Are people honestly confused by the term "first responder" when used in this context? It's blatantly obvious that he's talking about the "first responder" as a level (technically now "Emergency Medical Responder" at the national level) and not as a description of job function.


----------



## traumaluv2011

Let's just put it this way:

First Responder (EMR) gets around 40 hours of training

EMTs get 120-180 (based on the area) hours

EMT usually goes a lot more into depth with medical issues. This is so that they can get some sort of idea of what might be happening.

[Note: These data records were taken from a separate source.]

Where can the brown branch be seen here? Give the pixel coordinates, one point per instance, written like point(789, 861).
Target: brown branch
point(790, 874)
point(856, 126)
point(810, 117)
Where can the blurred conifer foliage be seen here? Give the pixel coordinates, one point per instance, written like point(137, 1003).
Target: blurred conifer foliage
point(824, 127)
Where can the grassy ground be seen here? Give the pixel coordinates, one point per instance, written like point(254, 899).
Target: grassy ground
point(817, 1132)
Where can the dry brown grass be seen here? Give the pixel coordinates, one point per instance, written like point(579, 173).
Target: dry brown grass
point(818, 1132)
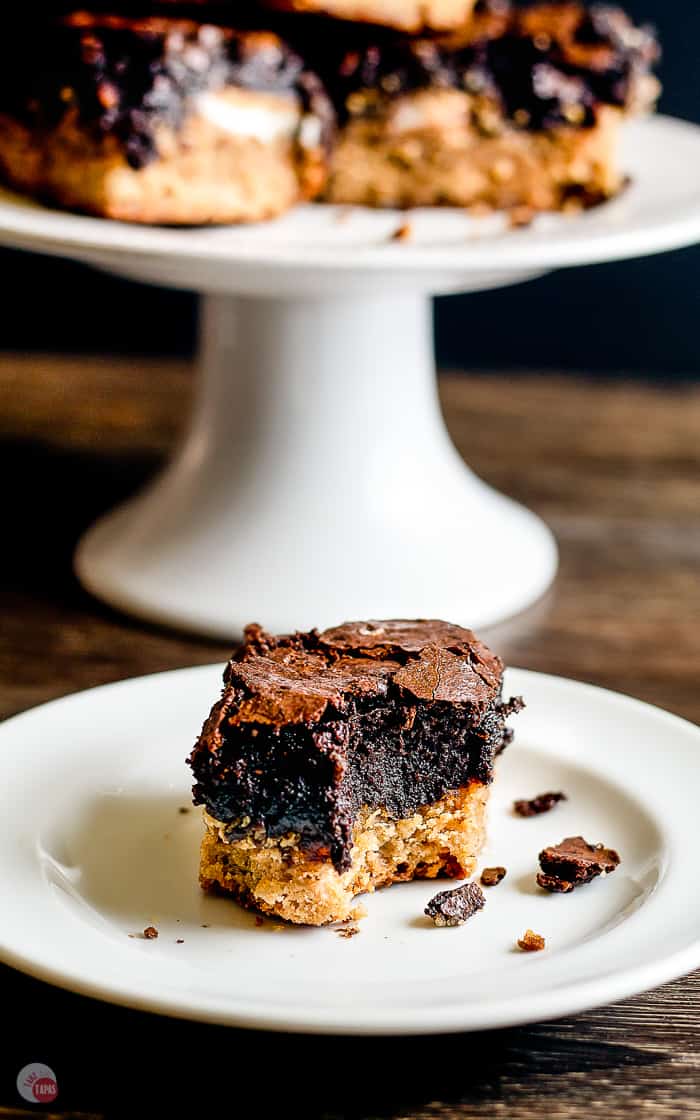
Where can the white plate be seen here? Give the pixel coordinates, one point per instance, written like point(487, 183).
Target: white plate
point(94, 848)
point(660, 211)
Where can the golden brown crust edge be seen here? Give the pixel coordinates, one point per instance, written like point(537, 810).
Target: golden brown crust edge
point(203, 174)
point(401, 15)
point(425, 151)
point(276, 877)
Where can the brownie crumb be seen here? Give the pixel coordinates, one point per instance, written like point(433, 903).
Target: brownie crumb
point(543, 803)
point(512, 707)
point(572, 862)
point(402, 233)
point(531, 942)
point(492, 876)
point(553, 885)
point(455, 907)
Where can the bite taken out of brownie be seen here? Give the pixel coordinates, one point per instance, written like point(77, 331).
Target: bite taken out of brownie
point(341, 762)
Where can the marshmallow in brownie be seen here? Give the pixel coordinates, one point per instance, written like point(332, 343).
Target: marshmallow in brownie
point(160, 120)
point(520, 109)
point(342, 762)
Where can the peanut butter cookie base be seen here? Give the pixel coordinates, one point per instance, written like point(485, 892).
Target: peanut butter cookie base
point(276, 877)
point(401, 15)
point(203, 173)
point(428, 150)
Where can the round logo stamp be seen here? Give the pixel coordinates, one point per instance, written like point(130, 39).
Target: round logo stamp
point(37, 1083)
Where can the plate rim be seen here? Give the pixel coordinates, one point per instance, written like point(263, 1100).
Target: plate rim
point(110, 243)
point(509, 1011)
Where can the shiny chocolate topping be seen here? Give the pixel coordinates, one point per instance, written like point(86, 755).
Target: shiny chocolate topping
point(123, 76)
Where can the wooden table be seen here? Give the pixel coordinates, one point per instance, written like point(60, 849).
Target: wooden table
point(615, 469)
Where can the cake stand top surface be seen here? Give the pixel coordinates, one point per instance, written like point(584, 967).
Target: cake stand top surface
point(316, 248)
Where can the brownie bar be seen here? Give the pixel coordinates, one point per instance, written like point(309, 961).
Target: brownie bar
point(337, 762)
point(519, 109)
point(160, 120)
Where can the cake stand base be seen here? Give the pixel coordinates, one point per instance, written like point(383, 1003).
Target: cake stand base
point(316, 483)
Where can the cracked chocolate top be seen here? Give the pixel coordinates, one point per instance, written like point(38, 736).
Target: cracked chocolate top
point(543, 66)
point(294, 680)
point(123, 76)
point(311, 727)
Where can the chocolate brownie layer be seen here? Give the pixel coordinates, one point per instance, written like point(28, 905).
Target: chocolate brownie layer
point(519, 109)
point(160, 120)
point(313, 728)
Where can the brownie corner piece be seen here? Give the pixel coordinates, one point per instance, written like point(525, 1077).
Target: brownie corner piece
point(572, 864)
point(343, 761)
point(160, 120)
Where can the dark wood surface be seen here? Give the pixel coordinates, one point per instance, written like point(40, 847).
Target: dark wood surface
point(615, 469)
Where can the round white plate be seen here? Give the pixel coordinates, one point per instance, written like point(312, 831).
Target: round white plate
point(94, 849)
point(659, 211)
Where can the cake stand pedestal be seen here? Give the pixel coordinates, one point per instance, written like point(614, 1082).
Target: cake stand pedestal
point(316, 481)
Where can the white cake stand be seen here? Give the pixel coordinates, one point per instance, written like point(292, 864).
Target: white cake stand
point(316, 481)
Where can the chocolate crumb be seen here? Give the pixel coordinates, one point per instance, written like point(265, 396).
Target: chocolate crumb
point(554, 885)
point(403, 232)
point(572, 862)
point(455, 907)
point(531, 942)
point(543, 803)
point(492, 876)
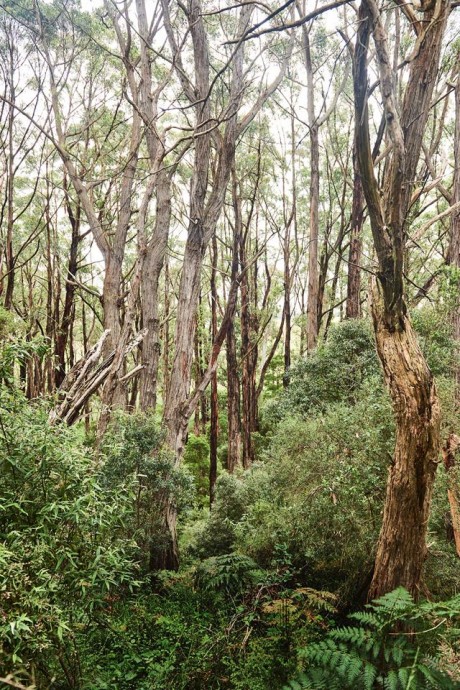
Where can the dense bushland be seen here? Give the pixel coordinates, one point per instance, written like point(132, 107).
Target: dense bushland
point(268, 574)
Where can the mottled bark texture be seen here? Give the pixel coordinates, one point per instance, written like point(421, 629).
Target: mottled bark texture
point(401, 549)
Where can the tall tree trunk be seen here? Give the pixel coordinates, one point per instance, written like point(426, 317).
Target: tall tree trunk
point(153, 266)
point(233, 403)
point(214, 407)
point(70, 288)
point(353, 306)
point(401, 549)
point(313, 275)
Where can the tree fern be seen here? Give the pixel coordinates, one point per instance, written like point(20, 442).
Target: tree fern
point(388, 648)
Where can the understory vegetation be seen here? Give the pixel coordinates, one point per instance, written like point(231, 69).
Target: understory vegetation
point(271, 592)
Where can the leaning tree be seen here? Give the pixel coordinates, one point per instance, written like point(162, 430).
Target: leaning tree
point(401, 549)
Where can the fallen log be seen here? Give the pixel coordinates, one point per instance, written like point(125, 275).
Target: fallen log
point(86, 377)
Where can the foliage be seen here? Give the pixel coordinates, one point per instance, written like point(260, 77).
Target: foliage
point(134, 453)
point(62, 550)
point(196, 459)
point(391, 645)
point(334, 373)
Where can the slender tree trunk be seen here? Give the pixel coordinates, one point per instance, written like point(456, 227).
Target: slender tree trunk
point(233, 403)
point(70, 287)
point(214, 407)
point(9, 250)
point(150, 286)
point(353, 306)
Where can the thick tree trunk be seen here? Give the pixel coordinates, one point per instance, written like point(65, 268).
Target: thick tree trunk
point(153, 265)
point(401, 549)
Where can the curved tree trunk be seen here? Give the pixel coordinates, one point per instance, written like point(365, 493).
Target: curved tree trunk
point(401, 549)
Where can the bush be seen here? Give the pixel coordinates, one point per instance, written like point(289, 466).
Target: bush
point(63, 554)
point(134, 453)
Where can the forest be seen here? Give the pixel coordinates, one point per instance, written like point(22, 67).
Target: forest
point(229, 344)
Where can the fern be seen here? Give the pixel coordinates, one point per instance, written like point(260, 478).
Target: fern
point(388, 648)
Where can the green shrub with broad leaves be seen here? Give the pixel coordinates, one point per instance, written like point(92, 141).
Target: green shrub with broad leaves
point(134, 452)
point(63, 550)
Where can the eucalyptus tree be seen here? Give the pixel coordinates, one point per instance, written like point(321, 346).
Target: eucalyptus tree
point(401, 549)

I was a First Responder before getting my EMT. I was very limited to lifting, taking vitals, and writing down the PCR. It's really the assistant to the EMT, while the EMT is the Paramedic assistant. It's funny how that works...


----------



## DrParasite

The job of first responders is to prevent the situation from getting any worse.  this typically means applying oxygen, telling the trauma patient not to move until the ambulance gets there, CPR if necessary, and sometimes can do trauma assessments.  They also provide lifting assistance when needed.  Typically, there are your PD and FF.  Nice guys, trying their best, but they don't do EMS, regardless of what some FFs think (but that's another story), but they do stop the clock until the ambulance arrives.

EMT involves more assessment, more medical knowledge, and an entry level skill patient assessment, and typically are the people who are on the ambulance.  they handle your non-life threatening calls, and are your first line of intervention for life threatening calls with paramedics enroute.

40-60 hours for FR, 120-150 for EMT.


----------



## mycrofft

*Pretty darn close, really.*

Sorry.
Actually, MFR's scopes of practice, while usually a variant of the NHTSA *recommendation*, vary from place to place. My county does't even recognize them, although they have not outlawed them.


----------



## bigbaldguy

JPINFV said:


> Are people honestly confused by the term "first responder" when used in this context? It's blatantly obvious that he's talking about the "first responder" as a level (technically now "Emergency Medical Responder" at the national level) and not as a description of job function.



Someone needs a nap.


----------



## JPINFV

bigbaldguy said:


> Someone needs a nap.




I'm just gunning for Andy Rooney's job.


----------



## bigbaldguy

JPINFV said:


> I'm just gunning for Andy Rooney's job.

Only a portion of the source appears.